Attending Monday was Rich Moore, a Vietnam-era veteran who is staff assistant to the director for special programs at the Erie medical center.

Both are involved in programs specifically designed to meet the needs of veterans of Iraq and Afganistan.

Also on hand was Phil Davis, a charter member of the Meadville-based Veterans of the Vietnam War Inc. Jack Greer Memorial Post 52. Davis and other post members have been active spreading the word that they stand ready to help meet Iraq and Afghanstan veterans’ needs.

One of the three buses bringing the troops home Monday apparently was pulled over by the Pennsylv-ania State Police for speeding. The third bus apparently had become separated from the other two after passing through a construction zone, according to Sgt. Davina Knight, a personnel staffer with the 1st Battalion, 112th Infantry of the 56th Stryker Brigade at Cambridge Springs. Knight’s husband, Justin, was aboard the bus, she said. The driver of the third bus sped up to catch up with the other two buses and was pulled over by police. The bus was released without a ticket being issued, she said.

The call for cookies to welcome home the troops drew an overwhelming response — more than 1,000 dozen cookies.

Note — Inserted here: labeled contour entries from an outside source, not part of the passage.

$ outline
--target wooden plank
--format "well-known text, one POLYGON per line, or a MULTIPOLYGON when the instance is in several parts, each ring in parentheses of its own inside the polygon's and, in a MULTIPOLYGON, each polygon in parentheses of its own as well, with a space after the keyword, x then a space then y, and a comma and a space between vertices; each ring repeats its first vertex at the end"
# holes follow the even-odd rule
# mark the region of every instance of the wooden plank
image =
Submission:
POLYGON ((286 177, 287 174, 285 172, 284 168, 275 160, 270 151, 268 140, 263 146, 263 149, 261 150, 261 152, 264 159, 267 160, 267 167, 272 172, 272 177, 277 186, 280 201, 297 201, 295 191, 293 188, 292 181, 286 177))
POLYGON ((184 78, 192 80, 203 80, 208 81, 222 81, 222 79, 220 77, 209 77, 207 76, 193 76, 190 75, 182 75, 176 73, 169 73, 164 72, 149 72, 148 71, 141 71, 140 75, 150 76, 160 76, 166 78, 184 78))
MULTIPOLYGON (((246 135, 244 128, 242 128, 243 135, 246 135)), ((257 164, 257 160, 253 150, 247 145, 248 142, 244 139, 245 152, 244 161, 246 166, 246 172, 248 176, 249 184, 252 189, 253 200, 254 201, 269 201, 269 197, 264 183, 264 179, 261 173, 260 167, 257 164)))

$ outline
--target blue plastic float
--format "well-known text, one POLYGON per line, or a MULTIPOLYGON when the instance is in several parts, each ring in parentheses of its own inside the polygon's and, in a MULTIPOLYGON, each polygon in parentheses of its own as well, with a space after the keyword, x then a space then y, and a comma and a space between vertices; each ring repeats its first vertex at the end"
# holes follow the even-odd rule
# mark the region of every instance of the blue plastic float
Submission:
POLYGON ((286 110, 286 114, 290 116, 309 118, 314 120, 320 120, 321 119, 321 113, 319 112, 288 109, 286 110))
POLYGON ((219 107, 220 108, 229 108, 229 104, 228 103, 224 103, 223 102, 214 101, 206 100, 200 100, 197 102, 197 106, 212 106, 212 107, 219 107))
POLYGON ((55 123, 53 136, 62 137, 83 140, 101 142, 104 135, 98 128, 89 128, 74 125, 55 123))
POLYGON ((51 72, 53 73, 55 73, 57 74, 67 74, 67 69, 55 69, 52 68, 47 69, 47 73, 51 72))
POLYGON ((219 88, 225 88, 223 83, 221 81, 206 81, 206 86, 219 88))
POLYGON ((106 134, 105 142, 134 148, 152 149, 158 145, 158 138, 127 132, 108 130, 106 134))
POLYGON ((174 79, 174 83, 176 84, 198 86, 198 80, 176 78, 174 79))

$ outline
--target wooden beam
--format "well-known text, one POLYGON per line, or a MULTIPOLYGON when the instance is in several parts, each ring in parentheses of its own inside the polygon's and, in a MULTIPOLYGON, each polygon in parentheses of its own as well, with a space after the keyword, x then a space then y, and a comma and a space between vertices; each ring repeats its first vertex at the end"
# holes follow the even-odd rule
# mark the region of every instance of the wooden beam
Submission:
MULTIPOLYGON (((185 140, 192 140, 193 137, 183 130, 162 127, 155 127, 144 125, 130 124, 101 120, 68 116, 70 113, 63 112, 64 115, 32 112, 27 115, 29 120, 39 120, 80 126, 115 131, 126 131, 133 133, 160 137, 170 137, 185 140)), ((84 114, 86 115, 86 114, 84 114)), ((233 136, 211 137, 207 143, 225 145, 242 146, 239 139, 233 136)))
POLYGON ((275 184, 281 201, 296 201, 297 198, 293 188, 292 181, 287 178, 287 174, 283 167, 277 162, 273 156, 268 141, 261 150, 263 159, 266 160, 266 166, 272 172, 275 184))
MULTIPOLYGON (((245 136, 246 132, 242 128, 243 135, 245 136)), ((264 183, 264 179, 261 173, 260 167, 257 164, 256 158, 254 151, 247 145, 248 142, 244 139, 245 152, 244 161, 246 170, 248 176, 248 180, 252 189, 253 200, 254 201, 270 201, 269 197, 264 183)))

Delores Hale, one of those involved in the welcoming for the troops, estimated some 15,000 cookies were donated. Donations were given from individuals, churches and civic organizations.

Leftover cookies not taken by members of the National Guard will be turned over to Project Support Our Troops for distribution to those serving in Iraq, Afghanistan and other locations, Hale said.

Jordan Anderson, 10, son of Sgt. 1st Class Tom Anderson, has had a special job to do with the troops returning home. He has operated the siren on one of the Cambridge Springs Volunteer Fire Department’s trucks that have led troops back to the Pennsylvania National Guard’s Readiness Center in Cambridge Springs including Monday to welcome his dad home.

Though not a member, elder Anderson has been active with the Cambridge Springs Volunteer Fire Department the past few years, said Chief Chris French of Cambridge Springs Volunteer Fire Department.

“He helps up with our fund-raising,” said French. “He helps us with our carnival. He’s like part of our family. He’s someone you can always count on.”

A Western New York and Pennsylvania Railroad engine bedecked with yellow bows awaited the return of the troops on the other side of town.

Melanie Dunbar and Gus, 5, a Chow-golden retriever mix so cute that Chowdens (we just made that up) may be the next Labradoodles, and Yvonne Eaton-Stull and Maggie, 7, a yellow lab, came down from Erie to keep families company while they wait.

They’re all certified participants in the HOPE Animal-Assisted Crisis Response program. “This is wonderful,” Eaton-Stull said. “Usually we get called out for crises — Maggie spent time at Virginia Tech after the shootings in 2007 — but this is a celebration and we’re loving it.”

George Donaldson, a disabled American veteran, helped Cambridge Springs Elementary students mail goodies to the troops throughout their deployment.

Monday, he was on hand to greet his son, Maj. Bob Donaldson, who served as an operations officer. During the deployment, George never felt alone. “A lot of the fathers of kids at Cambridge Springs Elementary were in Iraq — and husbands of teachers were there, too,” he said.